Urbana, Ill. (WCIA)
The holidays are upon us, and we are talking about how you can avoid having your pet in the ER by following some simple guidelines about food-sharing (and food stealing), holiday stressors (like lots of visitors), and pet-proof decorations. Dr. Canaan Shores, head of the Urgent and Convenient Care Service for dogs and cats at the University of Illinois Veterinary Medicine South Clinic, has tips for pet owners who are making big plans to celebrate, whether they are traveling or hosting.
Traveling with Pets
· Pack an adequate supply of your pet’s medication or supplement.
· Scout locations of veterinarians, especially emergency practices, close to where you’ll be staying.
· Find out if other pets will be present where you’re going and make a plan to be sure the animals are introduced safely and have options for staying apart if they do not get along.
· If your pet may benefit from medication to ease the stress of travel, ask your veterinarian’s advice in advance.
· Make sure your pet has all the necessary vaccinations and tests (fecal, heartworm) needed to board.
· Book your pet’s spot well in advance and tour the facility if you have not boarded there before.
Many people believe that cats are self-sufficient and don’t require daily care and attention. They will leave cats home alone for an extended period, just putting out extra food, water, and a litter box. Unfortunately, according to Dr. Shores, these people often come home to sick or injured cats. He advises hiring a pet sitter to stay with the cat or at least check on the cat several times per day. It is helpful to have someone the cat is familiar with, or at least someone with an understanding of normal cat behavior. Cats can be boarded as well. He recommends discussing this with the cat’s veterinarian, as there are supplements and/or medications that can be used to help reduce stress.
· Hosting can be stressful for you, and even worse for a pet that is not accustomed to company! Create a safe space where your pet can have alone time as needed.

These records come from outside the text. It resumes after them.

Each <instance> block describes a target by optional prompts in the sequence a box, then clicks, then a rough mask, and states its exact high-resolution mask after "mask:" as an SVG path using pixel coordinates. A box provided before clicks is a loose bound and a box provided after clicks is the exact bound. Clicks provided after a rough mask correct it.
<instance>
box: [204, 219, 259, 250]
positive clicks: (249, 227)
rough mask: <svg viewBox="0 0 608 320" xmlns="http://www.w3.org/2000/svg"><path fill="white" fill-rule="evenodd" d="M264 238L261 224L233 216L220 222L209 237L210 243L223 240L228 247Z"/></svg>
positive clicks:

· Pay particular attention when your pet is introduced to unfamiliar children or other pets to be sure there are no negative encounters. The ER often sees bite wounds related to pets and holiday gatherings.

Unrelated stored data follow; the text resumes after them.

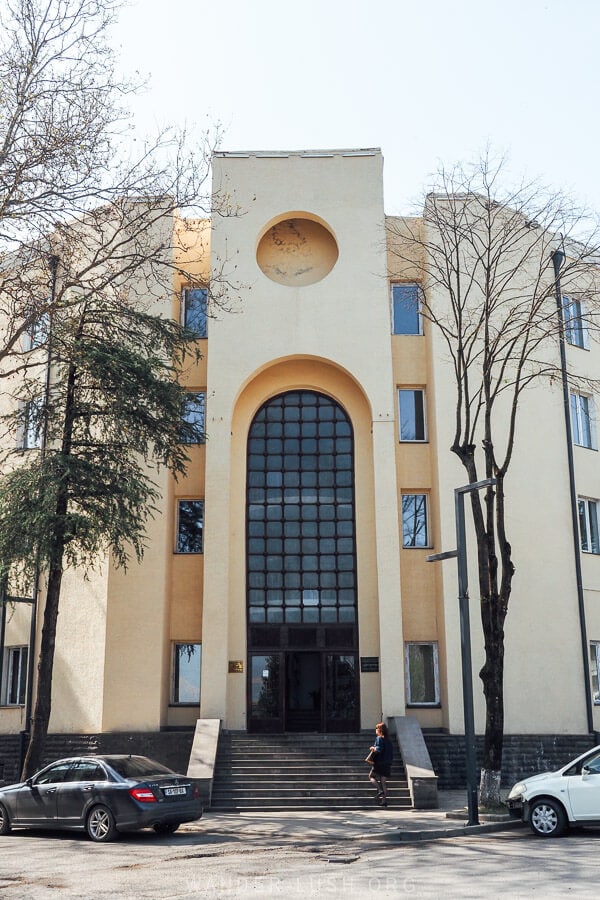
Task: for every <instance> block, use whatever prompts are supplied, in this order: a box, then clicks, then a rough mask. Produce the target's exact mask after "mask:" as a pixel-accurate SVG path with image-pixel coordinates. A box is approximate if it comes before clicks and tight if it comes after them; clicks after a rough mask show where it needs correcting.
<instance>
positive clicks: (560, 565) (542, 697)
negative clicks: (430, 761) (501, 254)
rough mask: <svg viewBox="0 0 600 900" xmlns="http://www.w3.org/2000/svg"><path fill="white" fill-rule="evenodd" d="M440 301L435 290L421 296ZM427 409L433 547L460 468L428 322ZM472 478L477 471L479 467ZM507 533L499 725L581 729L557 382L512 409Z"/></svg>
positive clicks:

· Remember to give your pet plenty of exercise time, which is a great stress buster.
· Whether you stay at home or visit others, please remember that “people food” is not a good treat for pets. The fatty and rich foods we enjoy can cause serious problems for pets, from life-threatening pancreatitis to stomach upset and vomiting to obesity.
· Keep your pet’s diet the same and show your love with extra pets and play time.